Staying Classy When Things Don’t Go Your Way

Many Gilbert citizens have expressed concern about a “retaliation budget” being pushed through the last board meeting of 2012, before the newly elected board members take their seats. Hints about this maneuver have appeared in the Arizona Repubic and East Valley Tribune. We wrote about Superintendent Dave Allison’s editorial in the Arizona Republic; now we’ll take a look at an earlier article that portends possible doom for GPS teachers.

First, Dave Allison and the EJ Anderson, President of the GPS Governing Board, commiserated about the override being defeated in the November 6th election, all due to that dreadful “opposition” that wouldn’t do what they were told to do:

“In Gilbert, there was certainly a very active and well organized anti-override group and that had some effect on it,” Allison said. Governing board president EJ Anderson agreed. “I am very, very disappointed and very sad. The Gilbert school district has always supported quality education in the past. This time, I think there was a lot of confusion. The opposition put out a lot of lies and distorted facts,” she said.

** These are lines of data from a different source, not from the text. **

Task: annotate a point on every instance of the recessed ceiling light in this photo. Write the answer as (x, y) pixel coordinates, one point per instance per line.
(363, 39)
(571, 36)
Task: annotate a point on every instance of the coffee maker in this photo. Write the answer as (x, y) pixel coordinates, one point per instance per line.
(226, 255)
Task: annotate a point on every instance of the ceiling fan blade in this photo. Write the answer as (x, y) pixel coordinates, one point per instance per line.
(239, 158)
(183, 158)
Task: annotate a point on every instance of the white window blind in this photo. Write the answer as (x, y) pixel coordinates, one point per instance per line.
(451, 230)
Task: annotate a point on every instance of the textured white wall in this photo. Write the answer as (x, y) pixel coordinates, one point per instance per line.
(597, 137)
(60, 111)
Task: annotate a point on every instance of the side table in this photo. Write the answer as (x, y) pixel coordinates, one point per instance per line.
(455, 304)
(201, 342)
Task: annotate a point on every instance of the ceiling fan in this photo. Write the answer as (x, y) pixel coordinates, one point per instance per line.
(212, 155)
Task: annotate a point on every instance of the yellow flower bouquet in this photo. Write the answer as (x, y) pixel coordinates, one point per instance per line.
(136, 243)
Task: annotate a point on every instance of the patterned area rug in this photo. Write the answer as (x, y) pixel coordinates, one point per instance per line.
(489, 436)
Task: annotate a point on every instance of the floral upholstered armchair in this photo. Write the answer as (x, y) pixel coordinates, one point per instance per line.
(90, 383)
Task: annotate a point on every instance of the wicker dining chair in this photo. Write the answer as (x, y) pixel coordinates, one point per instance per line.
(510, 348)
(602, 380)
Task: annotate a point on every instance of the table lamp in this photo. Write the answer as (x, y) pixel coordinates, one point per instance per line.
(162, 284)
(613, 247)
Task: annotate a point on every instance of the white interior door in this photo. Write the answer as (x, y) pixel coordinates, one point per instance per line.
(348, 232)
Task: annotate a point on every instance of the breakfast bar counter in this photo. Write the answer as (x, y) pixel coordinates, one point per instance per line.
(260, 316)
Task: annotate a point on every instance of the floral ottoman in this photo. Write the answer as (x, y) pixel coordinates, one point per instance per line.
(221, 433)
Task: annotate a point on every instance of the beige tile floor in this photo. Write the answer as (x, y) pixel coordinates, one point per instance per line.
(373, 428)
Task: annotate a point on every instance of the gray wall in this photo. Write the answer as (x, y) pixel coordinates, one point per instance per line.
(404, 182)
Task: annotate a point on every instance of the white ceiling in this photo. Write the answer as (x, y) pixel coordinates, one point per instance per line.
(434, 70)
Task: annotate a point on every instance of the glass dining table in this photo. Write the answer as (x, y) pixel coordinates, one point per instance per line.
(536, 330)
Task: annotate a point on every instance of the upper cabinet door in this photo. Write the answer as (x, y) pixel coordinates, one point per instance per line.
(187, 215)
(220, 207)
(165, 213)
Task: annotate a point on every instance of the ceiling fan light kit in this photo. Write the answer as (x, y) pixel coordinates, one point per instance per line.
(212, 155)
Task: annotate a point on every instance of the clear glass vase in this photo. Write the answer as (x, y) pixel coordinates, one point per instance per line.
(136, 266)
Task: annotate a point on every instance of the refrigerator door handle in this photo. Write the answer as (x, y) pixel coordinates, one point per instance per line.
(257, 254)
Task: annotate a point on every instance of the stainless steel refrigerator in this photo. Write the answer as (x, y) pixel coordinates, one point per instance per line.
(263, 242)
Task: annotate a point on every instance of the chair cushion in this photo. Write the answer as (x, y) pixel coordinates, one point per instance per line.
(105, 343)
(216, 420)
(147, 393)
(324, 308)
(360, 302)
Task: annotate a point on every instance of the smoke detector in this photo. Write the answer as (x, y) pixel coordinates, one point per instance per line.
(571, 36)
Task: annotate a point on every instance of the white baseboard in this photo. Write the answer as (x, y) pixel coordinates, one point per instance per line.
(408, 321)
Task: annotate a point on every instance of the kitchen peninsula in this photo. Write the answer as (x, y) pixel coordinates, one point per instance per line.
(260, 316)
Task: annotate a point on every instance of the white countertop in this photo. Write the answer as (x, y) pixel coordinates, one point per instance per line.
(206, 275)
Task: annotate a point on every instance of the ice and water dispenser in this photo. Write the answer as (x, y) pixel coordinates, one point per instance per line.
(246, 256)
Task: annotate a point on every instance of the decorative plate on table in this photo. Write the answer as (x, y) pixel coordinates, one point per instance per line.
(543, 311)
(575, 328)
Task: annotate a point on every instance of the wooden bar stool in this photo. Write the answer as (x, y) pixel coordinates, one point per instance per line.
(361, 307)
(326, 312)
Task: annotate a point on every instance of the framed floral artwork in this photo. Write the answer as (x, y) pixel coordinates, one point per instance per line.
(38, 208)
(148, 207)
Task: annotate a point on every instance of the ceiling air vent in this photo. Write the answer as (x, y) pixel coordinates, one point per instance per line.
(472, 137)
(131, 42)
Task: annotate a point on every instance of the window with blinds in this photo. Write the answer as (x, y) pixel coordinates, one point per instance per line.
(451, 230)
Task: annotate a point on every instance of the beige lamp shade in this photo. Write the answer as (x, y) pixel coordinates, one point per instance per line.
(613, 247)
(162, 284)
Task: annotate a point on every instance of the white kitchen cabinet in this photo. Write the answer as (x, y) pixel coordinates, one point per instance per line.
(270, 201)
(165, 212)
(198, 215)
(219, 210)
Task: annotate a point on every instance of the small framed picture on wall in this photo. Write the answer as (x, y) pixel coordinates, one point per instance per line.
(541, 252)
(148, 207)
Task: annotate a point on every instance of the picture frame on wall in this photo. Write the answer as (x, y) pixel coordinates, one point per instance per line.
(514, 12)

Really classy. EJ Anderson was defeated in her bid to be reelected to the GPS Governing Board, and she was frequently heard to bemoan that “her good name” was being besmirched, presumably by the same “opposition” that “put out a lot of lies and distorted facts.” Apparently, these two class acts just can’t accept that the opposition is actually what is known as popular opinion, which prevailed in the election.

Allison had more to say about the effect of the election and the override’s failure on the GPS budget:

Superintendent Dave Allison said the Gilbert district will start exploring ideas soon, with more budget discussions coming in January after the governor puts out a budget proposal for the next fiscal year and the Legislature goes back into session. Allison pointed out that the full budget picture won’t be known for several months. “Obviously, we’re going to be cutting $5.8 million. So we do need to start looking at some preliminary things,” he said.

There’s your hint: “the Gilbert district will start exploring ideas soon…”

Then, just two days later, on Novermber 23, 2012, Allison took vengeance. No hints this time, just a pronouncement:

…Therefore, because the override failed, the first item that will be cut from the 2013-2014 budget will be the stipend to all employees, which amounts to $3.74 million.

Compare the “class act” displayed by Allison and Anderson with the reaction of Bob Steiger, a candidate who was not elected to the Higley School Board in the same election. Steiger initially was announced as a winner, and it took two weeks for all the ballots to be counted. In the end, Steiger lost by 88  votes to Jake Hoffman:

Steiger said it’s a good news/bad news situation. He’s glad that the final votes have been tallied, but sad he lost by such a small margin. However, he said Reese and Hoffman have the “same concerns and focus” that he does. “I will be supporting their efforts to change the culture, develop a strategic plan, reduce teacher attrition, and increase trust and transparency,” Steiger said in a statement.

Thank you, Bob Steiger. Congratulations, Jake Hoffman. Higley’s override lost, by 189 votes. We haven’t heard any sour grapes.